I am also considering renovating my small strawberry hoop house as a modified cover for my bees. So I am busy considering all my options and rigors of labor before I get started this year.
However as I expand my bee population I have only so much feed for my bees in the wild and will eventually have to take my hay field, disc, fertilize it and sow wild flowers and clover to support them. This is much like a growing family- everyone eats more and more. Then again, the next step is moving into commercial selling of the honey and buying more and more bee equipment, which is a real yuppie hobby farmer’s experience.

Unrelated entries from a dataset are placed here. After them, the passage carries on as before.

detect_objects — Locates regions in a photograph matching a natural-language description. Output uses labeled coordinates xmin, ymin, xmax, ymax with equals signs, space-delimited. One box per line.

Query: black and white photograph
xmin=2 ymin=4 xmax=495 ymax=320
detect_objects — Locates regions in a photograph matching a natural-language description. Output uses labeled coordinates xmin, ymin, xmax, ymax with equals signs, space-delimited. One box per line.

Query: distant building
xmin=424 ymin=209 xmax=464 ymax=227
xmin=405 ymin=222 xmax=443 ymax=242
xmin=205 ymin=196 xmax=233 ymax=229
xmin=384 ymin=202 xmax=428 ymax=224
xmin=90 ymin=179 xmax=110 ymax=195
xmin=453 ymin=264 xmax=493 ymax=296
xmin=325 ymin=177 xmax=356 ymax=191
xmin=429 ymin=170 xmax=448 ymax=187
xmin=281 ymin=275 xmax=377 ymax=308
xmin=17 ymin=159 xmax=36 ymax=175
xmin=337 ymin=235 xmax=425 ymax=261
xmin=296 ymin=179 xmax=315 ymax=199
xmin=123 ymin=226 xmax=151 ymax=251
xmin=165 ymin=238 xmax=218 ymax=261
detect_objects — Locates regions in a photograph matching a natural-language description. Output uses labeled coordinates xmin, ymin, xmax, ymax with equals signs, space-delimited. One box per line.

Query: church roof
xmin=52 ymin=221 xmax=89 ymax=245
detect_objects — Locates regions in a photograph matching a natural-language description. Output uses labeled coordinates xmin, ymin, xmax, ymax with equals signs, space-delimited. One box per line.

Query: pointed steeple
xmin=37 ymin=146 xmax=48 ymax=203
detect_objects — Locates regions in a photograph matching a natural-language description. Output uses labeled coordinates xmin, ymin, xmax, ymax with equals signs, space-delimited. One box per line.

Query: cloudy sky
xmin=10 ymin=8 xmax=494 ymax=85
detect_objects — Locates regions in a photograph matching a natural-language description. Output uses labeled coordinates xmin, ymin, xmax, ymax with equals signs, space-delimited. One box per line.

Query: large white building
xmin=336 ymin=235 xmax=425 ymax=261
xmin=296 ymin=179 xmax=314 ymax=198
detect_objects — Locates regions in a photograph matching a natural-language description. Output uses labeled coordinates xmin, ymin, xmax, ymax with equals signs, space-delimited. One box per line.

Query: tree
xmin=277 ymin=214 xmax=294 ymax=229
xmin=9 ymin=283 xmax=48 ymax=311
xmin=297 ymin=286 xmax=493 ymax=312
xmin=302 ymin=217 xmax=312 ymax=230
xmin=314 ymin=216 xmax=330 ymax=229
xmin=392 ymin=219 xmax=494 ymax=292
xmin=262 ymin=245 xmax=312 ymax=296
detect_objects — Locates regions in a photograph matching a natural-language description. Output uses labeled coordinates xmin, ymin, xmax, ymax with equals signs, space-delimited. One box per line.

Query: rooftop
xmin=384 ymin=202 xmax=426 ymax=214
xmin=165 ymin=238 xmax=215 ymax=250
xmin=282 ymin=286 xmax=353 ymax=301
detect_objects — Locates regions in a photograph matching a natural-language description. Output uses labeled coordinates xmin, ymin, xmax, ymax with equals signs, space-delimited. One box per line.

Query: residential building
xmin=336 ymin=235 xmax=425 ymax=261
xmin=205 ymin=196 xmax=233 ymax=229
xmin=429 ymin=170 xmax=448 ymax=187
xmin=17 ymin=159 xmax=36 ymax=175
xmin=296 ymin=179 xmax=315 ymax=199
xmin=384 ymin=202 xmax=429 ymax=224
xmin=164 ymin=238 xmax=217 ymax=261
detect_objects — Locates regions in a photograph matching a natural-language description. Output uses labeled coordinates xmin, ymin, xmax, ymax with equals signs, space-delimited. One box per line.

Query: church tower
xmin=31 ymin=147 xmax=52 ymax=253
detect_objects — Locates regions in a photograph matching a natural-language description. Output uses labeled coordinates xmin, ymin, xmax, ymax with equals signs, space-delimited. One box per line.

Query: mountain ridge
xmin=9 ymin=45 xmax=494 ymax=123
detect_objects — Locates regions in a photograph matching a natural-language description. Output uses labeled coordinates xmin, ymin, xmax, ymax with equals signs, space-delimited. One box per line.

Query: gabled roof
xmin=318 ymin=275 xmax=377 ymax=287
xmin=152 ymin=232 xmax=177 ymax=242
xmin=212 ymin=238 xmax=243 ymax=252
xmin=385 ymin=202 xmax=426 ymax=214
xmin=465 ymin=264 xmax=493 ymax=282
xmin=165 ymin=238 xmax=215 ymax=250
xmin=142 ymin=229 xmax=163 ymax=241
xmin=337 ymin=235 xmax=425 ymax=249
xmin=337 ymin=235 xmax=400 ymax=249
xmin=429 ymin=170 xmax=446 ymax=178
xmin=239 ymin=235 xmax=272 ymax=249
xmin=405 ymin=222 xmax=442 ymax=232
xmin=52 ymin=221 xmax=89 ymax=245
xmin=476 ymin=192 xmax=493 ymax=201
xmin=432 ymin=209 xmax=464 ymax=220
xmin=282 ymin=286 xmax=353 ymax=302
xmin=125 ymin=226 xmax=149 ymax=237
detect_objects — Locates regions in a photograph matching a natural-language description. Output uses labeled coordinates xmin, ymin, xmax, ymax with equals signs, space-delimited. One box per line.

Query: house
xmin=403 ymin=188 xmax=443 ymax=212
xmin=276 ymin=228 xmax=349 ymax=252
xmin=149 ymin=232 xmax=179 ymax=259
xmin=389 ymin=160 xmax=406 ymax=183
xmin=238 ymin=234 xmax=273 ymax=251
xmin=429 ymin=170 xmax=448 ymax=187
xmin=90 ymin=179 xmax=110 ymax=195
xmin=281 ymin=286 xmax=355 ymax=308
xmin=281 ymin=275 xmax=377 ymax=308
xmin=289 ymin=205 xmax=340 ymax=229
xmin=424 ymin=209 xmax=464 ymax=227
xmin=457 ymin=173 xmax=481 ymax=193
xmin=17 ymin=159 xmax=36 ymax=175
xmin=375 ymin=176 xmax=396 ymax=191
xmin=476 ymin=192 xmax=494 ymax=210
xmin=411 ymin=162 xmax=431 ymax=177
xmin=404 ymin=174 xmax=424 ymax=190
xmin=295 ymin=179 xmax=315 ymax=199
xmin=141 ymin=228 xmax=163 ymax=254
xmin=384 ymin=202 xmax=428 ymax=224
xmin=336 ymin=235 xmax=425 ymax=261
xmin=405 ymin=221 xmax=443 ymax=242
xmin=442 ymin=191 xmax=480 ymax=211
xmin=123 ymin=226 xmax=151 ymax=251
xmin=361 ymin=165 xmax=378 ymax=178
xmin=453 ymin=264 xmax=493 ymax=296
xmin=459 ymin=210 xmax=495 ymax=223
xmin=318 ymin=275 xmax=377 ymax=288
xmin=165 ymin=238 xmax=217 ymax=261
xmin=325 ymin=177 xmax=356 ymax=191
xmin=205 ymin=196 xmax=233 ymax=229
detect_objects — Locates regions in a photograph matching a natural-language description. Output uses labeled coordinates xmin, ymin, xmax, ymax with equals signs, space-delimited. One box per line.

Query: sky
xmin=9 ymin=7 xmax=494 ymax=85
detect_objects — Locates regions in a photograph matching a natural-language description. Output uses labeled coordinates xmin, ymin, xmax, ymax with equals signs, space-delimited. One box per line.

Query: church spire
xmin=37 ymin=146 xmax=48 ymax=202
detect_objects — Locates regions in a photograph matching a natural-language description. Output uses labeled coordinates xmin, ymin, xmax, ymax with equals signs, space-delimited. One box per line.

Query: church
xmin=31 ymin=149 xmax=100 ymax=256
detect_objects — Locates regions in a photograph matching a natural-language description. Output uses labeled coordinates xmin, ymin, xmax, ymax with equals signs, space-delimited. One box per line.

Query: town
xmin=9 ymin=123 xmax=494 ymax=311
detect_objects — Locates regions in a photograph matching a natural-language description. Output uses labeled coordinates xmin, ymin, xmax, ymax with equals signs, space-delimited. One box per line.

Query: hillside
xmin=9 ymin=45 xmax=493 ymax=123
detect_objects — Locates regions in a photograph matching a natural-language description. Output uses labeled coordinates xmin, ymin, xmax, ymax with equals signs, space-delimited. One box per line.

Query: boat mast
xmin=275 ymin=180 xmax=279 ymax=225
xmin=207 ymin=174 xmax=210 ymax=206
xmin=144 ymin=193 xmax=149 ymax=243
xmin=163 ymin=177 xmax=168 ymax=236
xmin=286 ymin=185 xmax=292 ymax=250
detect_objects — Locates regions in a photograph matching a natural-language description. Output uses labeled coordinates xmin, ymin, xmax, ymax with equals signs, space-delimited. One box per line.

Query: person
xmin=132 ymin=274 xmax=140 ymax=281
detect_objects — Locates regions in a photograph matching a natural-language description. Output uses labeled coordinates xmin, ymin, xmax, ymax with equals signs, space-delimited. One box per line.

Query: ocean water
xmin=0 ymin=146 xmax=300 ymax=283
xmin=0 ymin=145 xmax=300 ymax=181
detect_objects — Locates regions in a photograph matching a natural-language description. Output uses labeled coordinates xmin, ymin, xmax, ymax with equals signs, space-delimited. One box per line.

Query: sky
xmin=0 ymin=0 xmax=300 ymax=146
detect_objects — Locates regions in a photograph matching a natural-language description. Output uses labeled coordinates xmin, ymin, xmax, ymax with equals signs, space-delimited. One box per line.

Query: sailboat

A European bee house concept is not new and has been in existence for over a hundred practiced years. I have discussed the bee house concept in previous articles and with various publishers over the past two or three decades. My last tour in Germany was dedicated to the bee house culture. A beautiful science channel bee story, with a bee house was filmed some years back and is available on the NOVA series: Tales from the Hive. Amazon.com has this in their DVD section for about nineteen dollars and is half the price you will find in the bee catalogs. I recommend it.
Beekeeping is a traditional “Old Man’s hobby” which implies you have to be there all day with the bees. Bees are not an employment go to work, and come home and manage task- they want you there, and if you are not there to manage them, they will fly away and most likely just die. Bees need you.
The banter about the loss of bees and end of the earth pollination has some merit, however we look at how Agri-big business has taken the backyard beekeeper along with suburban ordinances against bees, citing diseases and mites killing everything off plus the evils of cross African honey bees swarming people. Horse Hockey!
Briefly, as I have harped on this for the past ten or so years the problem of the bee decline is that the newscasters are clamoring, spouting off about a subject they know nothing about, along with the Extension Offices (who are tasked to keep commercialism going) is the current system of moving massive bee hives back and forth on the road ways hundreds of miles from one pollination crop to another. These commercial movers have to feed the bees from tanker trucks’; the bees, who are not gaining real honey and substance in this lifestyle of moving die off quickly. China produces pesticide laden, GMO unreal food substance called honey substitute made from high fructose corn syrup for this modern system of crop pollination. With the stress of moving and unreal lifestyle the bees die off. Replacement bees are grown on islands in the Caribbean, as an example, shipped airfreight to buyers.
Considering the current market/government manipulation of corn and grain foods as a profit to the investment bankers/wall street powers, with attendant projected world wide hunger, the costs are going to increase and this method of pollination will be forced to give way to permanent hives in the crop areas needing pollination and an increase of beekeepers as an occupation like there was in olden times.
The current scheme is to produce smaller bees with the idea that mites are unable to attach well but the underlying factor is that smaller bees eat less, and therefore profits are higher if you have less expenses- rather like laying off workers from your business. Smaller bees do not thrive well and the purchase of small size egg cells wax foundation for the Queen to lay eggs in, dictates bee size. It is better to make your own bee wax foundation press with conventional worker cell size, but not so big as to have all male drones.
If you are home bound and want an occupation bee keeping is not difficult, but requires an unrealistic initial investment as most of the trade articles are dedicated to supporting the expensive purchase of unnecessary equipment. You have to be careful of what song and dance you want to believe, in advance, as much of the publications, like gardening books promising great rewards are just pie in the sky. For the home garden/beekeeper with five hives you will enrich your life, learn soon the in and out of beekeeping, then as the situation moves along you can raise Worker bees to sell, Queens to sell, honey to sell, wax to sell, and write books.